Bad signal: rule is disabled, scoped to the wrong resource, or uses a window that misses the event.

Step 3: Replay the signal using the same evaluation shape¶

Perf
| where TimeGenerated > ago(2h)
| where ObjectName == "Processor" and CounterName == "% Processor Time"
| summarize AvgCPU=avg(CounterValue) by bin(TimeGenerated, 5m), Computer
| order by TimeGenerated asc

Good signal: replay confirms the threshold breach exactly as the rule evaluates it.
Bad signal: the chart looked bad, but the evaluated signal never crossed the real threshold.

Step 4: Check for ingestion delay if the alert is log-based¶

Perf
| where TimeGenerated > ago(6h)
| extend DelayMinutes = datetime_diff('minute', ingestion_time(), TimeGenerated)
| summarize AvgDelay=avg(DelayMinutes), P95Delay=percentile(DelayMinutes, 95), MaxDelay=max(DelayMinutes)

Good signal: low delay relative to the alert rule window.
Bad signal: delay approaches or exceeds the evaluation window, causing late or missed alerts.

Step 5: Check action groups connected to the rule¶

az monitor action-group list \
    --resource-group "$RG" \
    --output table

Good signal: the expected action group is attached and active.
Bad signal: wrong action group, missing receiver, or outdated endpoint.

Step 6: Check for alert processing rules or suppression¶

az monitor alert-processing-rule list \
    --resource-group "$RG" \
    --output json

Good signal: no rule suppresses the affected scope or time window.
Bad signal: maintenance or routing rules suppress notifications.
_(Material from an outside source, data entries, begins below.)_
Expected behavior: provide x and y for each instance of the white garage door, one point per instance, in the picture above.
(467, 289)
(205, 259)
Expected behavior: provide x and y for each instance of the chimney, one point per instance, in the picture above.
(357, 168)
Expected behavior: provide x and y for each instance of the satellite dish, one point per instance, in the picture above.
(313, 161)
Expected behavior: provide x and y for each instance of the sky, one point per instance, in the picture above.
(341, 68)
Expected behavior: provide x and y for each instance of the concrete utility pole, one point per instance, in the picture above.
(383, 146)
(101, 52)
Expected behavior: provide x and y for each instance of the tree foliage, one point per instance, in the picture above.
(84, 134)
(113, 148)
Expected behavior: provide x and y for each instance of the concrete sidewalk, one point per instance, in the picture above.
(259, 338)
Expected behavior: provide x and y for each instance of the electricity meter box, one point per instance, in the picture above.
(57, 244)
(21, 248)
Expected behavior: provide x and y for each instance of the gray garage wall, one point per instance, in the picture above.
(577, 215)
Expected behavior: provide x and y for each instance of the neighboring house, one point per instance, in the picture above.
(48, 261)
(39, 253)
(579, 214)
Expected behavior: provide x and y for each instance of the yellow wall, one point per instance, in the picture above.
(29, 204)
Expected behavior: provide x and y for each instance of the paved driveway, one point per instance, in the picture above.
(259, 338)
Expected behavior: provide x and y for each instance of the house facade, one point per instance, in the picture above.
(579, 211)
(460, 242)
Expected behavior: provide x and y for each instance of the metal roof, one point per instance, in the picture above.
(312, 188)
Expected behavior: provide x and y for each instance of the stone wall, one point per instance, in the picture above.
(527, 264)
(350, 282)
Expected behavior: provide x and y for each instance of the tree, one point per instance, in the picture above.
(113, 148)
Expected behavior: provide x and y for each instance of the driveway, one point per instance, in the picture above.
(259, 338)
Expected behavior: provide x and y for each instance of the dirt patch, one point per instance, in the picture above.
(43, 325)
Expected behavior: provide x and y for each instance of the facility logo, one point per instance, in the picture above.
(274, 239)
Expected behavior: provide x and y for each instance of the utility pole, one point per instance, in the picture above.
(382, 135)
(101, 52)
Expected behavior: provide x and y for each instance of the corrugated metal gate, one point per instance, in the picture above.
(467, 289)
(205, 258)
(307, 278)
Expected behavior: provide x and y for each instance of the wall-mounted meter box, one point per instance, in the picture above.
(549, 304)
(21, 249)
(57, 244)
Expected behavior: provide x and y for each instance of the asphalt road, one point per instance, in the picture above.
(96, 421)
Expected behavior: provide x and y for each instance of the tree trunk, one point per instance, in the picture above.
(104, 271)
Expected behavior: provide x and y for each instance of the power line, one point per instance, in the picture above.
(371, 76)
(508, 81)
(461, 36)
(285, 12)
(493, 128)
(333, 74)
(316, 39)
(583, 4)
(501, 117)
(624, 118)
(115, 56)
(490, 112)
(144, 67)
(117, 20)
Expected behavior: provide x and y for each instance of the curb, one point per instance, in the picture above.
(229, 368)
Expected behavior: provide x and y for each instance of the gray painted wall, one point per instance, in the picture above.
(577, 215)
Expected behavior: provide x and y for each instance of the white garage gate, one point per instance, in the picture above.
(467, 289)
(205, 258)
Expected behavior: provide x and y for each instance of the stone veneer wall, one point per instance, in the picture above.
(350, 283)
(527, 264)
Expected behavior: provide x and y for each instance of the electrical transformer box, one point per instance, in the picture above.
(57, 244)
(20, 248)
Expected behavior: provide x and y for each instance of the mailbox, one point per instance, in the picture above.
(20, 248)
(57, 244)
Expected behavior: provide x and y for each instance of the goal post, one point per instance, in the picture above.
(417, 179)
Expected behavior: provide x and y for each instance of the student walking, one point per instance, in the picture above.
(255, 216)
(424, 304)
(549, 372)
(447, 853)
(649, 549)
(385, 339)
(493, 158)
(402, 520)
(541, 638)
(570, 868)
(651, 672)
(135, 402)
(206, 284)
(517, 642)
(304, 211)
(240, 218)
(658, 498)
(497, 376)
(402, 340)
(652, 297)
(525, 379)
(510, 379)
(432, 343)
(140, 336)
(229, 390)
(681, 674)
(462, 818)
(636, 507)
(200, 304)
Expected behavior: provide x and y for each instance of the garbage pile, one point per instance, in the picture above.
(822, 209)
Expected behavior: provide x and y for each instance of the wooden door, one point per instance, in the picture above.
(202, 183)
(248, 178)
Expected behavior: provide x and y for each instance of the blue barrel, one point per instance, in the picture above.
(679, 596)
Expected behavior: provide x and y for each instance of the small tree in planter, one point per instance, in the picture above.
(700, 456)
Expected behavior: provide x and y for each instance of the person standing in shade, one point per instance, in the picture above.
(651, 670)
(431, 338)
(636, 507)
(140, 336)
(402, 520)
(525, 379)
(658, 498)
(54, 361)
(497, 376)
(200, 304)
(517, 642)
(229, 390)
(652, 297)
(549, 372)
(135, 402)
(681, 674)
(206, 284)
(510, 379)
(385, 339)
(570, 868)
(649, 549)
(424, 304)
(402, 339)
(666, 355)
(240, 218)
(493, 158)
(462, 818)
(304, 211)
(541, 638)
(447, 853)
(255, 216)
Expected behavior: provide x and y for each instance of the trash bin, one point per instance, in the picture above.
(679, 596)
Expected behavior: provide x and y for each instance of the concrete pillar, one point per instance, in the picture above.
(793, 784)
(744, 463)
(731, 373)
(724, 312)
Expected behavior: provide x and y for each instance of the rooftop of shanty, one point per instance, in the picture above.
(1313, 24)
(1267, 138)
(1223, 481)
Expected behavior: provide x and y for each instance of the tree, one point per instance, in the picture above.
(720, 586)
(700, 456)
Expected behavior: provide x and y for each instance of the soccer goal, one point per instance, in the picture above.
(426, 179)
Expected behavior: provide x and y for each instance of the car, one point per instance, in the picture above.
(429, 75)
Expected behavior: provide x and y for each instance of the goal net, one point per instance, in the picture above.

Step 7: Check control-plane activity for recent alert-rule changes¶

AzureActivity
| where TimeGenerated > ago(7d)
| where OperationNameValue has_any ("Microsoft.Insights/metricAlerts", "Microsoft.Insights/scheduledQueryRules", "Microsoft.Insights/actionGroups")
| project TimeGenerated, OperationNameValue, ActivityStatusValue, ResourceId, Caller
| order by TimeGenerated desc

Good signal: no risky change aligned with the first missed alert.
Bad signal: a recent write changed rule settings, scope, or receivers.

Decision Points¶

Signal mismatch: the operator's chart or manual query does not match real rule logic.
Rule configuration issue: disabled state, wrong scope, or incorrect cadence explains the miss.
Suppression issue: alert processing rules prevented notification.
Delivery issue: the alert existed, but action group delivery failed.